Thursday, January 5, 2017

Vietnam faces more economic challenges

More challenges and difficulties will face the local economy in 2017, said Nguyen Duc Thanh, head of the Vietnam Institute for Economics and Policy Research.
Nguyen Duc Thanh, head of the Vietnam Institute for Economics and Policy Research
Thanh expressed concerns about economic growth this year, saying that due to the global and local economic situation, he could only see more challenges ahead.
He said it was understandable that Vietnam couldn't meet its economic growth target because of the effect of various developments, such as the devaluation of the Chinese yuan, even though this issue has been gradually dealt with.
Globalisation had exposed the weakness of many local firms and low-quality products meanwhile the administrative restructuring process is being carried out slowly.
In addition, bad weather and the Formosa Ha Tinh environmental disaster had caused huge economic damage. Droughts in the central region, floods in the north central coast and saltwater intrusion in the Mekong Delta negatively affected productivity and hindered poverty reduction efforts. Millions of people were also affected by the mass fish deaths caused by the Formosa pollution disaster in five central provinces.
Thanh claimed Vietnam was too dependent on FDI firms. 60% of export value was from 100%-foreign-invested firms, with Samsung alone accounting for 20% of this total. Thanh went on to say that it's dangerous because then Vietnam might have to depend solely on Samsung but technology was ever changing.

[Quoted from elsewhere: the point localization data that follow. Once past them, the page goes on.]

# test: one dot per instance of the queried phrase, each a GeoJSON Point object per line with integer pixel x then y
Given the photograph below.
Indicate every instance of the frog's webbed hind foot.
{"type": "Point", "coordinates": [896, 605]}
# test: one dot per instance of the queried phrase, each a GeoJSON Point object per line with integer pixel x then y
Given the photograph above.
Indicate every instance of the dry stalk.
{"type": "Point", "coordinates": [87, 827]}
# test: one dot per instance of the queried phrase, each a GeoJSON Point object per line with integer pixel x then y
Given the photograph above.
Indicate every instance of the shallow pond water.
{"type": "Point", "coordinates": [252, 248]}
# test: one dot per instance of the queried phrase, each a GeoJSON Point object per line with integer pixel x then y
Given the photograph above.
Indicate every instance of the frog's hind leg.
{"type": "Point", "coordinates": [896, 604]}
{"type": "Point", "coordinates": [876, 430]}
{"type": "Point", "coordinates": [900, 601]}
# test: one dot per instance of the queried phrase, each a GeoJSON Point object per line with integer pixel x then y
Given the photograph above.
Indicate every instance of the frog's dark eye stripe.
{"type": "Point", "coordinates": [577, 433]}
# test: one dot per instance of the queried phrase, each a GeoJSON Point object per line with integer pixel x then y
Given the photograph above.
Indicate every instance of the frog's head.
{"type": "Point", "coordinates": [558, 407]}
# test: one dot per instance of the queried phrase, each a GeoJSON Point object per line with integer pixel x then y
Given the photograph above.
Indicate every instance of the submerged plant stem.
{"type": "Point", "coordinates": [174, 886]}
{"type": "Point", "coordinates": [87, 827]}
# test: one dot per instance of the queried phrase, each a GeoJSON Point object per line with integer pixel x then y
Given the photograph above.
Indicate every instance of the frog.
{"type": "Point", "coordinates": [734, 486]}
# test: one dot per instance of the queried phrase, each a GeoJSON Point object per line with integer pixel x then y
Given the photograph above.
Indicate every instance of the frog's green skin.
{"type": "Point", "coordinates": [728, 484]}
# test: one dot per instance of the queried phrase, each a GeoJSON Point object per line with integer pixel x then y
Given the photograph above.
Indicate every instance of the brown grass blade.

"We only have a few good support industry firms. If we don't invest in higher value-added parts of the economy, we'll forever lag behind," he said.
Vietnam benefited from more foreign investment last year thanks to increased free trade agreements.
However, Vietnam would continue to face issues with the level of public debt, bad debts and exchange rate risks.
"We need better mechanisms to handle shocks that may come from the US under Donald Trump's presidency. The currency war between US and China will cause headaches for Vietnam and the world," he said.
He emphasised that China is expanding its influence in the east, investing a huge amount of money into the infrastructure in Cambodia, Thailand and Laos.
Thanh said China's policy was to promote bilateral co-operation with each country to create easier access for its commodities and this was both a challenge and an opportunity for Vietnam.